I don't know where I am and I really don't care. I look down there is water below. Swooping down, and I reach out and my hand skims the water so lightly. It's cold, but I couldn't care less. My heart feels heavy with joy. I'm flying. I'm flying.

So here I am now, climbing my way up t the rocks just above the river. I am so determined I can fly; I don't care what happens if I can't. I know I can. The cool rocks beneath my hands are scratching and rubbing away at my skin so painfully. I don't care though. I will fly I will soar.

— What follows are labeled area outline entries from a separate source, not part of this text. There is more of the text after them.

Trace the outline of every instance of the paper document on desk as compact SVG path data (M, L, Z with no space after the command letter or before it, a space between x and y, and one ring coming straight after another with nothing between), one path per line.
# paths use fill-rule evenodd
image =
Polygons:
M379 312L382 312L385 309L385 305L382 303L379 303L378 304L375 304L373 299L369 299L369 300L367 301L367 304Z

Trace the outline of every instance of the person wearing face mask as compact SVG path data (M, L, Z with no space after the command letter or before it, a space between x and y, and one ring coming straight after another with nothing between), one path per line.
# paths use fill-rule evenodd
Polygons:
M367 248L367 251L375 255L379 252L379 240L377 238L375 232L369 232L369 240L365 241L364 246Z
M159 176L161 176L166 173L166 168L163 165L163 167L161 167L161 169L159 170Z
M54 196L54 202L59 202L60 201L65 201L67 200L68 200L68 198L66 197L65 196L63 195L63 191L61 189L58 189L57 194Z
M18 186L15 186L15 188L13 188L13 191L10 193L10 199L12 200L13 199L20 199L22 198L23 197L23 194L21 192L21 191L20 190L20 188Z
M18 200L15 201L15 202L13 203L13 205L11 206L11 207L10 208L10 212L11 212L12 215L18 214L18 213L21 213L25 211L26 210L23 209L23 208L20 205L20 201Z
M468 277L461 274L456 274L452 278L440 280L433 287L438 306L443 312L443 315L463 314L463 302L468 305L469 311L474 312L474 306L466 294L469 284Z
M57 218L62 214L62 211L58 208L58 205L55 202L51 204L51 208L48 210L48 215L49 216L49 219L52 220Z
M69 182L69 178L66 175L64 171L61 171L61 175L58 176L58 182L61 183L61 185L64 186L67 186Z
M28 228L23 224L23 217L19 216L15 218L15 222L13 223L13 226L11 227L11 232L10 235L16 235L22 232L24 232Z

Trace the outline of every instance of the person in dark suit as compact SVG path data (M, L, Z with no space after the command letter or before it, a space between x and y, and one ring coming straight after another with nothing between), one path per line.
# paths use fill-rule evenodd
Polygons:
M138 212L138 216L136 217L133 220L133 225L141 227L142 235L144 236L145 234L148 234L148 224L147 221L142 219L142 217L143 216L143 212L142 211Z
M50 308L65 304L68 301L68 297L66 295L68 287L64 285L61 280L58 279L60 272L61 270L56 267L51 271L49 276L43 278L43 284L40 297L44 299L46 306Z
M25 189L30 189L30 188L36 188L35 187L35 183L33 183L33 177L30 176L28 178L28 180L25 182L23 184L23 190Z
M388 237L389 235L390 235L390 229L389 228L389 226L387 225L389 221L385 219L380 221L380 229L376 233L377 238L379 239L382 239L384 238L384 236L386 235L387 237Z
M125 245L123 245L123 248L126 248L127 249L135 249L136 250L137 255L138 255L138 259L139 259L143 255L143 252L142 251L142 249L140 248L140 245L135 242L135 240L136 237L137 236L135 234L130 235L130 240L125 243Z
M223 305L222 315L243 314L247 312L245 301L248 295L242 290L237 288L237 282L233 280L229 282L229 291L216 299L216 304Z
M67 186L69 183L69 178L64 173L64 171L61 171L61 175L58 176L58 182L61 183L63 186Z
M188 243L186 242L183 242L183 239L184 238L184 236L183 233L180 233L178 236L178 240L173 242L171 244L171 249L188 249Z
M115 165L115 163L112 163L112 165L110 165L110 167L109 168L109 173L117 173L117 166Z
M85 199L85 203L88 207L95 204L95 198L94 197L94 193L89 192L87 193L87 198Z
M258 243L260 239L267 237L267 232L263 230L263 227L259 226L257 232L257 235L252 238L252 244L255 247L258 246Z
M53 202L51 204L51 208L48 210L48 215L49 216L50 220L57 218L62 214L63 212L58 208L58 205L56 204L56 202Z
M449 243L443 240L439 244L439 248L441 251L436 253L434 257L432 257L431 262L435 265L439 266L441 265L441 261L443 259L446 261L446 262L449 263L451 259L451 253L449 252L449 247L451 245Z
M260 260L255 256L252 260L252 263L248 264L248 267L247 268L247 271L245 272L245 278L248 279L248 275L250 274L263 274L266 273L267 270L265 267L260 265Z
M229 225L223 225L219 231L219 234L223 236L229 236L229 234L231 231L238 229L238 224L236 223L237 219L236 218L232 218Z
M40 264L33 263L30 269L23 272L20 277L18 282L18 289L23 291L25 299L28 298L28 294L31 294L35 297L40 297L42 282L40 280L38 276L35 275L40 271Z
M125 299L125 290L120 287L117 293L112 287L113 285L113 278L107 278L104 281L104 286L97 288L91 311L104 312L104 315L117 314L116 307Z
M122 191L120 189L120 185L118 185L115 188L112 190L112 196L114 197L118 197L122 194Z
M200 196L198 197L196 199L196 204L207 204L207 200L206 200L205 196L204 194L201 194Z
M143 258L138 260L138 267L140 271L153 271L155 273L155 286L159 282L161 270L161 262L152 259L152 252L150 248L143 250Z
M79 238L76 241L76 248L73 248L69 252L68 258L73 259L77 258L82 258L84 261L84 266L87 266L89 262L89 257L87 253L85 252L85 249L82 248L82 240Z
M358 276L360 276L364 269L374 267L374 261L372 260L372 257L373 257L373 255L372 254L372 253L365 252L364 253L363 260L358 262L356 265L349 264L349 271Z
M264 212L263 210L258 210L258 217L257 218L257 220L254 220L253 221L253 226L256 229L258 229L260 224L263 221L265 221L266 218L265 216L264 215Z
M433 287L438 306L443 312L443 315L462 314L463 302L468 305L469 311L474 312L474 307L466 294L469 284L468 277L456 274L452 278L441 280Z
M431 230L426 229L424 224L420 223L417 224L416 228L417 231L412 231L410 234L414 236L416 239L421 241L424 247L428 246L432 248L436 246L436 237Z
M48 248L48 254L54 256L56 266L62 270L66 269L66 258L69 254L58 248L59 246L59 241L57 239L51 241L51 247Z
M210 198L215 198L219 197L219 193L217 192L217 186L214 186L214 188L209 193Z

Finally I pull myself to the top, and stop for a moment to catch my breath. Feeling something hovering above me I raise my eyes to meet a bare chest. I gasp and stumble backwards just about to go over the edge, but a pair of strong warm arms wrap around my waste. Familiar embrace…

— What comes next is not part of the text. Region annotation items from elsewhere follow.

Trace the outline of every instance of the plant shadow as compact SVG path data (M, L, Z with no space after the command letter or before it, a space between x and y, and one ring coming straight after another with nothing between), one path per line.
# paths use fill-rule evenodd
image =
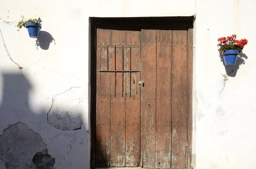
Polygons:
M245 60L248 58L247 56L245 54L241 53L237 57L236 65L226 65L224 62L223 55L221 52L219 53L219 57L221 62L222 62L223 65L225 67L226 73L230 77L235 77L236 75L237 71L242 65L245 64Z
M35 46L38 50L38 47L43 50L48 50L51 43L56 44L55 40L52 36L46 31L41 31L39 37L35 40Z

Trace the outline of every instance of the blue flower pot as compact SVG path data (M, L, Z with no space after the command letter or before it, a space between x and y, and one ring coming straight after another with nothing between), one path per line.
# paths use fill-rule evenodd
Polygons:
M34 23L30 22L26 23L26 27L27 29L29 37L36 38L39 36L42 24L39 23Z
M237 50L230 50L226 51L223 53L223 58L226 65L234 65L236 62L237 55L239 51Z

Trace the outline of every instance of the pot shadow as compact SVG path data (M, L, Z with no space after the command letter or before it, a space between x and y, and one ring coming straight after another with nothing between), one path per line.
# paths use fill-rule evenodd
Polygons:
M226 73L230 77L235 77L236 75L237 71L239 69L240 66L245 64L245 60L248 58L248 57L243 53L240 53L237 57L236 62L235 65L226 65L224 62L223 55L222 53L220 52L219 57L221 59L221 62L222 62L223 65L225 67Z
M40 31L39 36L35 40L35 45L37 49L38 49L38 47L43 50L47 50L49 49L50 44L53 43L56 44L55 40L49 32L44 31Z

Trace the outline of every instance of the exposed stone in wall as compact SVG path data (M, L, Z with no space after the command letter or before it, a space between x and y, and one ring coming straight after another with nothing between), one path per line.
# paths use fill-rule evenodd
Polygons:
M76 96L81 95L79 88L72 87L53 97L47 113L48 123L63 130L81 129L82 98Z
M55 159L46 152L40 152L36 153L33 158L33 163L36 169L54 169L53 165Z
M51 169L55 161L48 155L40 135L20 122L0 135L0 159L7 169Z

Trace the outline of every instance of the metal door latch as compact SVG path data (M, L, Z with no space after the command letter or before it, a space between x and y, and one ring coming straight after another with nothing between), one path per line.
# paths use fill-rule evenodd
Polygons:
M139 81L139 84L144 87L144 81Z

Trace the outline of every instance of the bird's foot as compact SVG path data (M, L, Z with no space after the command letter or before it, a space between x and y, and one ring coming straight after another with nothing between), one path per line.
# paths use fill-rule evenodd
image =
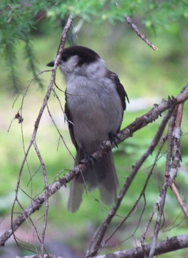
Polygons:
M83 154L84 156L84 158L86 162L88 162L91 167L91 169L93 168L93 165L92 160L94 161L97 162L97 160L93 156L88 153L86 151L83 145L82 145L82 149L83 151Z
M111 144L112 145L113 143L114 143L118 148L118 141L120 141L120 139L118 136L117 136L115 134L114 134L112 133L110 133L108 135L108 137L109 137L109 140L110 141ZM117 140L118 140L118 141Z

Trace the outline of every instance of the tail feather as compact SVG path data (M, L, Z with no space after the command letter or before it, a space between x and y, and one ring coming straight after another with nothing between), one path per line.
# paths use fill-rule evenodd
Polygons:
M83 158L83 151L81 149L79 149L76 160L78 162ZM109 205L115 201L118 183L111 151L94 164L92 169L89 168L85 171L83 176L88 185L89 191L92 191L96 187L99 188L102 202ZM85 187L81 175L73 178L68 205L69 211L75 212L79 208Z

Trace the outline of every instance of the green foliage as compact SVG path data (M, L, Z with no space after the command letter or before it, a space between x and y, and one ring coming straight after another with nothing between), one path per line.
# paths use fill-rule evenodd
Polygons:
M73 17L88 22L108 21L112 24L124 22L125 16L131 15L138 18L145 26L155 31L162 27L168 29L172 21L180 18L187 19L188 3L179 0L33 0L28 2L2 0L0 11L0 48L10 68L10 78L17 91L20 83L16 68L16 44L20 40L25 42L26 57L35 76L37 70L36 58L30 41L33 30L37 29L39 21L46 14L51 22L60 19L62 20L71 14ZM41 82L38 80L38 82L42 87Z

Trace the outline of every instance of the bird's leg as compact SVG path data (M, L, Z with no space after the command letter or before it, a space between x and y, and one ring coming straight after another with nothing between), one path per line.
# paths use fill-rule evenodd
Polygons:
M82 145L82 150L83 152L83 154L84 156L84 158L87 161L89 161L91 168L91 169L93 168L93 166L92 165L92 162L91 162L92 160L94 160L94 161L96 162L97 160L93 156L90 154L85 150L85 149L83 144Z
M108 137L109 137L109 140L110 141L111 144L112 145L113 144L113 143L114 143L117 147L118 148L118 142L117 141L117 140L118 140L118 141L120 140L120 139L118 136L116 135L115 134L113 133L109 133L108 134Z

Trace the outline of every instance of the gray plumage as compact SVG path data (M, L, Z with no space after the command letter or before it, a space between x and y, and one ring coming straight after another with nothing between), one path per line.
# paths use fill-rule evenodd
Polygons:
M91 154L109 140L109 134L119 131L125 97L128 100L118 76L91 49L78 46L66 48L58 65L67 81L65 112L73 124L69 123L69 129L78 162L84 158L85 151ZM89 191L99 188L103 202L108 205L115 200L118 184L111 151L83 175ZM73 178L69 211L78 208L85 187L81 175Z

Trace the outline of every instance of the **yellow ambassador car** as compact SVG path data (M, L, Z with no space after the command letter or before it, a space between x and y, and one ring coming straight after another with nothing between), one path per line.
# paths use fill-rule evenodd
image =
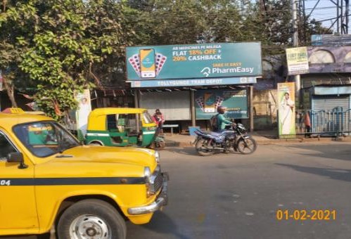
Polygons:
M125 238L167 204L157 151L82 146L51 118L0 113L0 235Z

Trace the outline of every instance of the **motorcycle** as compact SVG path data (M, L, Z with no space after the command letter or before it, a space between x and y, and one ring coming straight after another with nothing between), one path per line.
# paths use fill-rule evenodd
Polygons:
M195 131L196 139L195 148L200 155L209 156L215 151L229 152L233 148L241 154L248 155L255 152L257 145L255 139L246 134L246 129L240 123L233 124L231 129L222 132Z

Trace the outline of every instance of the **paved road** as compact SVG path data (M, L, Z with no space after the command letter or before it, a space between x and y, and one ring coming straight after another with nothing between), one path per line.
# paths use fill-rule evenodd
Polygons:
M170 204L148 224L127 223L127 239L350 238L351 143L259 146L251 155L211 157L174 148L161 155ZM279 209L336 210L336 219L279 221Z
M162 152L170 205L128 238L350 238L351 144L260 146L252 155ZM336 220L281 220L278 209L335 209Z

"J-Jace?" I whisper slowly and I look up to see those piercing green eyes and that brown hair falling around his handsome face. He's crying, but I don't know why. He couldn't possibly know what I am doing. I'm going to fly.

"What the fuck are you thinking?" His voice is so calm, yet so horribly scared. He still hasn't let go of me, but he holds up a piece of paper that has my writing on it. Oh yes, the note. Of course, he definitely knows. How could I have forgotten about that? "Please, please don't leave me Riley… I don't want you to fly…" He whimpers, crying so much harder now.

"Am I hurting you?" My voice is so soft; I'm surprised he even heard. He takes one of my smaller hands in his and places it against his heart. I look at him questioningly, and he sniffles.

"I do this Riley, you'll take my heart with you. You'll take it with you and I won't ever get it back. That'll hurt me more than anything else you could imagine. I don't want you to leave me Riley. I want you to stay right here with me forever." He whispers. Now I'm the one crying. He takes his hand off of mine, and reaches up to brush away my tears. "Please baby, don't cry." I can't help it though. "I love you, and if you fly I fly." He finally says.

"J-"

"I'm doing this with you."

So he took my hand in his we turned around, and we jumped. I didn't fly, or do anything remotely similar. I fell and I didn't like that. Jace's hand grips mine tighter as we hit the icy water. I go under, and start flailing my arms this way and that, and I'm in his arms again before I know it. He drags us onto the sand and we both collapse. After he catches his breath his presses his lips firmly against mine in a tender kiss. "You have a pair of Broken Wings." He whispers against my lips and I close my eyes. I have broken wings…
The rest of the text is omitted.